Are there ways we can help with this? Improvements we could be making to sourcemaps? Maybe we should be looking into adding new descriptors that are designed specifically to help generated code get read by debuggers? Maybe some kind of support for marking regions of code so you can run multiple transpilers on the same codebase?

I dislike transpilation in its current form, but I can think of things off the top of my head that would make it easier.

> On top of that having as a standard means you can go anywhere and just use it without worrying about which transpiler they are using.

Fair enough, there are definitely advantages to having a large set of core features. But if you look at languages like modern C++, it seems that there are also disadvantages that come along with that.

Given that the web is far more permanent than most other languages (we can never remove a JS feature), are the advantages of having one code style worth the disadvantages of not being able to test new syntax in the wild before we standardize?

There's a balance here -- I like lodash, a lot. But I don't want lodash to be part of the core language.
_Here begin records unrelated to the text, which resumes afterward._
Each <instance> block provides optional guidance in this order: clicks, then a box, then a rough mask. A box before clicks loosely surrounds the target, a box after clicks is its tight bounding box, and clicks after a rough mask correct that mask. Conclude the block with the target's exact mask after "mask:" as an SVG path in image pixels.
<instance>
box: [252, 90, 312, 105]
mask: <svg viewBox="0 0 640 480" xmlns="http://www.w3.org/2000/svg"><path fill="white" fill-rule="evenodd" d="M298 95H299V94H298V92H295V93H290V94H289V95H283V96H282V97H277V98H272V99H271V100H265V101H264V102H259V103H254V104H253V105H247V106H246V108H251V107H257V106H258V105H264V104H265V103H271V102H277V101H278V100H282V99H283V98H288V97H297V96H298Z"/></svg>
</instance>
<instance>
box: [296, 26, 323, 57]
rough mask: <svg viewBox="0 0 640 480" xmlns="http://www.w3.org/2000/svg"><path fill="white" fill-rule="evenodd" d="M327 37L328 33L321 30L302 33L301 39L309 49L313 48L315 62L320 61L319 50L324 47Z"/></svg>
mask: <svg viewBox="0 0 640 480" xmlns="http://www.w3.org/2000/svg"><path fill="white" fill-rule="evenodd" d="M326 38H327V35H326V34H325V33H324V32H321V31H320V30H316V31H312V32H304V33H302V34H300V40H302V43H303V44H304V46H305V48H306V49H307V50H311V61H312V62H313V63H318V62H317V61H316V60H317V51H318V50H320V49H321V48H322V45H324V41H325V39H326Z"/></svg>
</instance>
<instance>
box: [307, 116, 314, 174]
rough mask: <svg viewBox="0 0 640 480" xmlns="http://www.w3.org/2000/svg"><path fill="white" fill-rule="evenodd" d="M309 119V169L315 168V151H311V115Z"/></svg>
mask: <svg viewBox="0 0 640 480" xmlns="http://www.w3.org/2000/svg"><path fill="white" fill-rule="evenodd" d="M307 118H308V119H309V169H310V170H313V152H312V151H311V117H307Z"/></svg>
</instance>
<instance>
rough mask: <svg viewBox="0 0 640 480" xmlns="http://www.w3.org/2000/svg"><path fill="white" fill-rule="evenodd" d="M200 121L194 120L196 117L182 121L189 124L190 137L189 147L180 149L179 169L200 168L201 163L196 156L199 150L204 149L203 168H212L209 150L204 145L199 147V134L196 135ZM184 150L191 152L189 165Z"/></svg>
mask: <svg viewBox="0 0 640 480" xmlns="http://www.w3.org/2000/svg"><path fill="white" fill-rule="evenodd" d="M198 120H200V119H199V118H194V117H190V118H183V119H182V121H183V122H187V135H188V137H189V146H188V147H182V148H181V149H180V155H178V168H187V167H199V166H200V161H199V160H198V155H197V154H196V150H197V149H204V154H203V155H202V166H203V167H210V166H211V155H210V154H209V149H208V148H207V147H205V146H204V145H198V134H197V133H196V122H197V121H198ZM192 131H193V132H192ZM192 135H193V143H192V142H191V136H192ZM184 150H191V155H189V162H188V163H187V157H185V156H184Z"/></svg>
Maybe some syntax fits into that category as well?


But why not have a larger standard library for Node for instance so you don’t have so many dependencies and have separate optional libraries for the browser?


Because https://medium.com/the-node-js-collection/keeping-the-node-j...

Note that Node is actually in a much better position than Javascript as a whole, because Node apps can be shipped with a specific version of Node. This means that the Node team actually has more power than web browsers to deprecate old features and remove parts of the library, as long as they do so carefully. It is much harder to make breaking changes in a browser than it is to make them in Node.

One middle ground I've seen people suggest is to have officially "blessed" external libraries that still need to be imported, but that are cached locally or have special privileges. For example, JQuery was at one point so common that the Firefox dev tools actually ship with a subset of the JQuery API enabled -- just so devs that are used to working with it can use it in the debugger on any site.

I look at JQuery as a massive success story for how 3rd-party extensions should work. It was extremely ubiquitous, it did influence the core language, but now we've grown and because it was kept separate, we're still free to abandon it and move on.

On the Node side maybe that means that Node ships with dependencies that still need to be added to your package.json, but that are always bundled in your installation so that you have them locally and don't need to hit a network request when you type `npm install X`.

Also on the Node side we have modules that are built by the core team, but just not distributed in the core library. This helps out a bit with security, because you can still have a large organization like Google maintaining a feature and validating it, they just ship it separately from their browser.